|How Effective is Psychodynamic Therapy for Depression? A Study by Derner Institute Dean Jacques P. Barber May Surprise You
Psychodynamic therapy has been widely used for decades, but few studies have empirically examined its effectiveness. In 2001, Jacques P. Barber, Ph.D., who joined the Gordon F. Derner Institute of Advanced Psychological Studies as dean in August 2011, and colleagues at the University of Pennsylvania set out to conduct just such a study.
With funding from the National Institute of Mental Health, they recruited a sample of 156 patients suffering from major depressive disorder and randomly assigned each patient to one of three treatments for a 16-week period: psychodynamic therapy, antidepressant medication or a placebo.
What the researchers found surprised them. Dean Barber and his colleagues expected results indicating that treatment with either psychodynamic therapy or medication would be more effective than treatment with a placebo. Disappointingly, no real differences emerged among the treatments.
But further analysis of the data yielded more surprises. "We looked at the impact of gender and minority status, and we found a significant interaction," Dean Barber said.
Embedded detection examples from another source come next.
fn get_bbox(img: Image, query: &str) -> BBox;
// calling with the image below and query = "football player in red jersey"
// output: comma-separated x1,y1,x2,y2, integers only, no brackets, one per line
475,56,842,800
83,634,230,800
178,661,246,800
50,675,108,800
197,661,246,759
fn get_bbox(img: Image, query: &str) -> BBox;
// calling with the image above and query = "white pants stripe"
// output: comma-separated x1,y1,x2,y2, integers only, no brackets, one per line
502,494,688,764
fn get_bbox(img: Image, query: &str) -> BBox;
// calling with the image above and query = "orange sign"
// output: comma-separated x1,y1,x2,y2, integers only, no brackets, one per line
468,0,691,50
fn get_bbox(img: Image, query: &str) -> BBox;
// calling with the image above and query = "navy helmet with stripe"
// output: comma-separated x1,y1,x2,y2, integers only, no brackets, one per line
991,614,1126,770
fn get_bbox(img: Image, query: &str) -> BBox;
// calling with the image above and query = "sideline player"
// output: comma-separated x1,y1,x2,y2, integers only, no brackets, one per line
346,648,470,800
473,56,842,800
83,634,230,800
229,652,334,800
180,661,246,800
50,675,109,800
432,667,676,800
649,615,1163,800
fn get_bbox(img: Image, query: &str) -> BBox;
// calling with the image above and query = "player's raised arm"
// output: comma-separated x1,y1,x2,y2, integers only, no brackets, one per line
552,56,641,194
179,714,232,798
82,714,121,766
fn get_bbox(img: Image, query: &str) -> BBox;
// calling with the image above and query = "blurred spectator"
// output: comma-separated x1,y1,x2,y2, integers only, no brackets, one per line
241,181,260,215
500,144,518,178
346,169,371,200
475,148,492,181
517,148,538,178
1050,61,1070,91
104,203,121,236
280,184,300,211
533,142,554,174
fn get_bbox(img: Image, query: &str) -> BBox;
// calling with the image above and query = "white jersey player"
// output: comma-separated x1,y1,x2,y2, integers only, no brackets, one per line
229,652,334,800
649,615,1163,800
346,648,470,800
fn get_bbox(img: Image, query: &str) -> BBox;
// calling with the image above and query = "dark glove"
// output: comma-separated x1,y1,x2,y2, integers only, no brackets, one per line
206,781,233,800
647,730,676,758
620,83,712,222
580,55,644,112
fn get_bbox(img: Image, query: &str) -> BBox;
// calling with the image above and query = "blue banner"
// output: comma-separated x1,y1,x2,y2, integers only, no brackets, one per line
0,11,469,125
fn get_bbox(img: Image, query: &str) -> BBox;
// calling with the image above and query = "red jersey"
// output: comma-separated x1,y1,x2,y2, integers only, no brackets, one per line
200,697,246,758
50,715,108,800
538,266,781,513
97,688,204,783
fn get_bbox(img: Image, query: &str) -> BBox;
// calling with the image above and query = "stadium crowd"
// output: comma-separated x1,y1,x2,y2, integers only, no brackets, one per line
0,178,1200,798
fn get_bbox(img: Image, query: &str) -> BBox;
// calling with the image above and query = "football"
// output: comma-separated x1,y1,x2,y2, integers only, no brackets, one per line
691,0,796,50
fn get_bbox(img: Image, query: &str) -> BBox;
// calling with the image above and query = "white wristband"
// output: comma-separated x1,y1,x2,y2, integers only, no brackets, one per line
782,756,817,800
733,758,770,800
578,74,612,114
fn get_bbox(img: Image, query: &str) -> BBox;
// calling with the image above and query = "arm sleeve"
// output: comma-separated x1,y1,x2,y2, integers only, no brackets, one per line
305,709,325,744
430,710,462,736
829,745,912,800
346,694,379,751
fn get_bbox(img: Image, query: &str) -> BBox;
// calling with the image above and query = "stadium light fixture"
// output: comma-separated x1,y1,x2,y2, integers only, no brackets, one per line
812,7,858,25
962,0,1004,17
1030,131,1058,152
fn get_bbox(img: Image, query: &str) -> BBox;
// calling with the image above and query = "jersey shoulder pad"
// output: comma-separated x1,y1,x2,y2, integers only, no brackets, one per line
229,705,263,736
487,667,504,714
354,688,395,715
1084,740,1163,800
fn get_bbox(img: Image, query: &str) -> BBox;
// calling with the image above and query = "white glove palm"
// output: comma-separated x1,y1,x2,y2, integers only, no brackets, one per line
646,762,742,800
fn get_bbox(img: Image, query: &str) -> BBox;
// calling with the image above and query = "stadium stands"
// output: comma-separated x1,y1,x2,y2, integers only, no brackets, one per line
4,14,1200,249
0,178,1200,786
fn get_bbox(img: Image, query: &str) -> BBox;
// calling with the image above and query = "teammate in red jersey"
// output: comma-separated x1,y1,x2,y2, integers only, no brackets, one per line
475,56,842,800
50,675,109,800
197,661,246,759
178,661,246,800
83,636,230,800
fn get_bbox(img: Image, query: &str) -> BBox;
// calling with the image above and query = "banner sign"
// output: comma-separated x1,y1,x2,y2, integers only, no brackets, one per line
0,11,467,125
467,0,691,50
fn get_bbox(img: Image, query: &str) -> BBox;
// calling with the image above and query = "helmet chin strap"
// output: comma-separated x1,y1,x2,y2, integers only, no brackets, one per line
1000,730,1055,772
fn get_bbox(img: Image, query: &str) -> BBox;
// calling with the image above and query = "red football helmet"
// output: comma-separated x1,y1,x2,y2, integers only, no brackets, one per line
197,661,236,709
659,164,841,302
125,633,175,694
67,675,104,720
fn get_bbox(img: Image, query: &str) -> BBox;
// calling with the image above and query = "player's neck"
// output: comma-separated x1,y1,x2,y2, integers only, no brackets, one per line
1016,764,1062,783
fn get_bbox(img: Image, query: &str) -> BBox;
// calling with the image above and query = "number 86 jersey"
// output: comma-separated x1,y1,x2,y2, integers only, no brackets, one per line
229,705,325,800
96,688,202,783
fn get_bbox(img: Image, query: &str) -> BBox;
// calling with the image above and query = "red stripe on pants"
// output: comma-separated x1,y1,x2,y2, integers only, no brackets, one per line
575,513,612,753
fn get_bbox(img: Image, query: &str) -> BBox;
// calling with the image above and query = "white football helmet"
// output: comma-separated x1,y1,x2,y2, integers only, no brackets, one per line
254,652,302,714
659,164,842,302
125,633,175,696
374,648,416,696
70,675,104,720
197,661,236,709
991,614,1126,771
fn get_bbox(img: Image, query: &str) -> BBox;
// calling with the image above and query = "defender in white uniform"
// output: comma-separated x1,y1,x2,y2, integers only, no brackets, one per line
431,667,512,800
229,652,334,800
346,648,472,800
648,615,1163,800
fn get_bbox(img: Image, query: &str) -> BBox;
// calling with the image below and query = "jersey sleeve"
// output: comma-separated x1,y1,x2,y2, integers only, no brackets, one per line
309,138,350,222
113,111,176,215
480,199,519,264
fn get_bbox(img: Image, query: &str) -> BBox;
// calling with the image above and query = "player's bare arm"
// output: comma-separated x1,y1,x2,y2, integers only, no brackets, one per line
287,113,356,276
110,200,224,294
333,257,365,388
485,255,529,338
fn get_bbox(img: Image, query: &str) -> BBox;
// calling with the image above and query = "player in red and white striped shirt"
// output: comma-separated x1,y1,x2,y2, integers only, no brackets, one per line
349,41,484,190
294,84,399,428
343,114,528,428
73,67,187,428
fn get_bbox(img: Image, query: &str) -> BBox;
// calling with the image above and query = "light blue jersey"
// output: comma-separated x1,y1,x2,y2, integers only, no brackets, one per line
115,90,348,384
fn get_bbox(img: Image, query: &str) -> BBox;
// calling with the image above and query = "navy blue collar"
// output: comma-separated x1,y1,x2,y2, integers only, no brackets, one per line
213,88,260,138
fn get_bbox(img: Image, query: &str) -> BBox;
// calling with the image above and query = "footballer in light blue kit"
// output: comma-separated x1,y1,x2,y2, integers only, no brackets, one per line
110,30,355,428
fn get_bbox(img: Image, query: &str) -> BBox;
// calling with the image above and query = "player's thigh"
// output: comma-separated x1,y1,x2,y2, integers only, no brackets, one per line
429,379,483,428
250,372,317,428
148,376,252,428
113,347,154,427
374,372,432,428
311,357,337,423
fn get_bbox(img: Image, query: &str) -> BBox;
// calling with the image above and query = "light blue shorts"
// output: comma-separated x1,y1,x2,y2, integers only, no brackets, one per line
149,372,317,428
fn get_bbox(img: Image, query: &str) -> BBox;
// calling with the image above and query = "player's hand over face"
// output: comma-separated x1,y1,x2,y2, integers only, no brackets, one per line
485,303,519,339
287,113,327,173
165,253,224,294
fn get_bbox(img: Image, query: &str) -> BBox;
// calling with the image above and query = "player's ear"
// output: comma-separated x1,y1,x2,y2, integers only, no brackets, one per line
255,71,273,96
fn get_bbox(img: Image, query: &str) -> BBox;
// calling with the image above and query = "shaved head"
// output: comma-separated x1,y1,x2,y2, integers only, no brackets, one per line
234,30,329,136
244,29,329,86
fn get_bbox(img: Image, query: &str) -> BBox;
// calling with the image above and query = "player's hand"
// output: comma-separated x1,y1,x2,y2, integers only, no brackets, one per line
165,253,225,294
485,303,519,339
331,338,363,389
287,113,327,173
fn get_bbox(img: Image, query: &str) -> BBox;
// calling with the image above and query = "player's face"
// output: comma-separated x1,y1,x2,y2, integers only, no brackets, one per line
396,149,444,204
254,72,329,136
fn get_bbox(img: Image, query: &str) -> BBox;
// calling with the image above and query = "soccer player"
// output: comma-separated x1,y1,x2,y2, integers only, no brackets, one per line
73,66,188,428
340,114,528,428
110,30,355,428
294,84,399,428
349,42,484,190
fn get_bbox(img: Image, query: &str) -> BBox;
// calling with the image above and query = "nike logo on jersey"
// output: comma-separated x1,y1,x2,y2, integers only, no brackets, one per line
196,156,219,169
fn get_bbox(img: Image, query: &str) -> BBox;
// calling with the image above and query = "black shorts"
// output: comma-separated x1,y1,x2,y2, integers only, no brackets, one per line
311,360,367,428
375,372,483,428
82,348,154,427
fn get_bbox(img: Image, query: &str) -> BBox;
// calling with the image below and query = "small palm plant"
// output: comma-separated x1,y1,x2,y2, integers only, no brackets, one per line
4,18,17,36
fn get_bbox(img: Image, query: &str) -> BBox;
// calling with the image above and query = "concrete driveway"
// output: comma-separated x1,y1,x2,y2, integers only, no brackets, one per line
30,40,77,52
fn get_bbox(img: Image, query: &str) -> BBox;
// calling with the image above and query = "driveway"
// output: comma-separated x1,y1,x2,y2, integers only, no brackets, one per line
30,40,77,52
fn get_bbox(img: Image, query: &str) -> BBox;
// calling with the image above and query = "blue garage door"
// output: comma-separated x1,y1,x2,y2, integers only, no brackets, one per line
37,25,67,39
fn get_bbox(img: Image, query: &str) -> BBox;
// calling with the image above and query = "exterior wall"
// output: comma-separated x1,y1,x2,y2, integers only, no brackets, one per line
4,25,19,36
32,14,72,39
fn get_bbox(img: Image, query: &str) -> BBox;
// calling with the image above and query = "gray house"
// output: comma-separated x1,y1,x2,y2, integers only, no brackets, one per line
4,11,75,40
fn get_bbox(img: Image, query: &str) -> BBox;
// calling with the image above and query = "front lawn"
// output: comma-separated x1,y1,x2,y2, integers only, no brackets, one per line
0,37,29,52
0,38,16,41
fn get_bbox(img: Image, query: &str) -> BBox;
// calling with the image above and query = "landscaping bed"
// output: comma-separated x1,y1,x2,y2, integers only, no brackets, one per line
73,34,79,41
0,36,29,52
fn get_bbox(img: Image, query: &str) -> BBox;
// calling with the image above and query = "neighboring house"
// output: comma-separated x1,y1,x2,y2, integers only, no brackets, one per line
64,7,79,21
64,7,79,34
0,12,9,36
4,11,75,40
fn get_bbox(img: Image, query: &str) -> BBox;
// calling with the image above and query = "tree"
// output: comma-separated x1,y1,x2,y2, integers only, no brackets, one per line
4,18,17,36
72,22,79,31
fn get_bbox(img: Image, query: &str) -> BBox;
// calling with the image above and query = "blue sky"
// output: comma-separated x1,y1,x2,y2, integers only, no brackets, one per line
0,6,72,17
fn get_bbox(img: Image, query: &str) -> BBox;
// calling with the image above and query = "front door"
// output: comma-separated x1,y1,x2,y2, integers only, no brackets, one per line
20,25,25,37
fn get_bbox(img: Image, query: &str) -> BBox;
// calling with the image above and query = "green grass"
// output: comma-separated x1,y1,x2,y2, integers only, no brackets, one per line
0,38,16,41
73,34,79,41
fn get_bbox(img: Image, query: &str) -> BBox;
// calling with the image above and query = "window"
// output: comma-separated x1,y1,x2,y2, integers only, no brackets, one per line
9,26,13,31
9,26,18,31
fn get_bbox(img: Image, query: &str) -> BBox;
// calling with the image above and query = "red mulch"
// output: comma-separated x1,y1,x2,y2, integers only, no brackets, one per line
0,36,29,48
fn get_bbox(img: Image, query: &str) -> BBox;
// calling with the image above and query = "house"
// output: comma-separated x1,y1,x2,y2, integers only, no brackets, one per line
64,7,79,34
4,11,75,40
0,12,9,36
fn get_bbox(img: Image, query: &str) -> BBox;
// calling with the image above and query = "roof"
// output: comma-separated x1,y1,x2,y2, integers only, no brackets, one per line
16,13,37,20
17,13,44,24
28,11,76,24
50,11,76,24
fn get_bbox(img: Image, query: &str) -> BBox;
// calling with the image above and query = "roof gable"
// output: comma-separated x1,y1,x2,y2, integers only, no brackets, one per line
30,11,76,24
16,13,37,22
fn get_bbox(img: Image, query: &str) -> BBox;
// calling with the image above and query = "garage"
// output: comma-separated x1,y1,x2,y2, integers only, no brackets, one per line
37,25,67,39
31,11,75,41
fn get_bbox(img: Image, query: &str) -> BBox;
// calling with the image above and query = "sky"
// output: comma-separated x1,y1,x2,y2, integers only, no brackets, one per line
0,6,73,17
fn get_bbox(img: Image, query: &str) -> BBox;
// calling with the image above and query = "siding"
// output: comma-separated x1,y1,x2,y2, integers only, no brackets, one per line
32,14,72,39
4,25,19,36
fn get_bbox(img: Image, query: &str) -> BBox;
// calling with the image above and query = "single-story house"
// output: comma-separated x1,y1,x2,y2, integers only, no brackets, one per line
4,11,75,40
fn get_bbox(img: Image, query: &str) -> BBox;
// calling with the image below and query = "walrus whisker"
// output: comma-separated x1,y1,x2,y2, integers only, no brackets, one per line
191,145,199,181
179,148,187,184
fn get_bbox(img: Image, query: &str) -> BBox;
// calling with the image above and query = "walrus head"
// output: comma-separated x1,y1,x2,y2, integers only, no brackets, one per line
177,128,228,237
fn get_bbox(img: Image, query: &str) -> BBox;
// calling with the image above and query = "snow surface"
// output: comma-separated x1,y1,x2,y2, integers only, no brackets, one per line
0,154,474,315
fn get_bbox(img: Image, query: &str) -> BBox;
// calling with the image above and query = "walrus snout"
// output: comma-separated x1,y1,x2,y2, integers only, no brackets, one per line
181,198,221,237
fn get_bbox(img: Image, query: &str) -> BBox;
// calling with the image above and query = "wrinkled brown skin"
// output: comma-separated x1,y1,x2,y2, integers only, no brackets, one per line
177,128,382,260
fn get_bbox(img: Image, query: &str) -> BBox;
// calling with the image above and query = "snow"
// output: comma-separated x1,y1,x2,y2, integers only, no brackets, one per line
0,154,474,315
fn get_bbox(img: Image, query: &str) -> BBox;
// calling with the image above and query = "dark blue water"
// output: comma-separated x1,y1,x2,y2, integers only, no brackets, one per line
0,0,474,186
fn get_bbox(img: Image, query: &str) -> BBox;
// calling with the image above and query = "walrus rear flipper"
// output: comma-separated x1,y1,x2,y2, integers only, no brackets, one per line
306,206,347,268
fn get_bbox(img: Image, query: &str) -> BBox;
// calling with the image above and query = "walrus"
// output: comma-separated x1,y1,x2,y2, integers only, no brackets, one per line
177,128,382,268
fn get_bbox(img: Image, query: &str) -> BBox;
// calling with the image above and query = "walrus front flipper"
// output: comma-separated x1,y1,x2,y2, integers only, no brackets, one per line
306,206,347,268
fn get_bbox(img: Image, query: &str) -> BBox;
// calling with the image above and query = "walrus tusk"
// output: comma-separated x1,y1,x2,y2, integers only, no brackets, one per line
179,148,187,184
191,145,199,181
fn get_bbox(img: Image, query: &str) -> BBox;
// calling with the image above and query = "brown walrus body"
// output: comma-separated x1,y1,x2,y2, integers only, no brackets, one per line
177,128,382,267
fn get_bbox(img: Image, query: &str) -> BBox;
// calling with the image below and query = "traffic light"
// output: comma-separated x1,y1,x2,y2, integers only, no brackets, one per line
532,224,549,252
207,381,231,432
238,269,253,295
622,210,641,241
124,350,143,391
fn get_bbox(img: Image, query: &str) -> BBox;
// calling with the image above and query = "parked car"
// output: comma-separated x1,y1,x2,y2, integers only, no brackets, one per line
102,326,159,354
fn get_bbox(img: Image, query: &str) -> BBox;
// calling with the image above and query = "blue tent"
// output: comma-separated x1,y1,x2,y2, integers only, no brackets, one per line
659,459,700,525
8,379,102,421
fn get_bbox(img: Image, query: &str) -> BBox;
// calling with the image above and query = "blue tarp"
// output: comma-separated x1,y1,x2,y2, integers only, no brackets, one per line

The study drew participants from urban Philadelphia, and, as a result, the sample population was 52 percent minority and 41 percent male, much higher percentages of minorities and males than in the average sample of patients in pharmacotherapy trials for depression.
When they looked at subgroups within the sample, Dean Barber and his colleagues found real differences emerged among outcomes. For minority men, psychodynamic therapy proved most effective. For white men, the placebo emerged as the most effective treatment. For minority women, no significant difference was found among the treatments.
White women were the only group for whom the study's original hypothesis proved true. For that subgroup, medication and psychodynamic therapy both proved more effective than placebo treatment.
The study was published in The Journal of Clinical Psychiatry in December 2011, and Dean Barber is hopeful that the publication will lead to further research. "Our results were interesting, but with only 156 patients, when you speak about three groups of patients, you don't have that many patients per treatment cell," he said.
Additionally, there is the concern that the original goal of the study was not to examine minority and gender-related outcomes, and post hoc analysis means additional research is necessary to replicate the findings. With this in mind, Dean Barber is optimistic about future research in this area. "Hopefully, people will see the research and decide to study these kinds of questions," he said.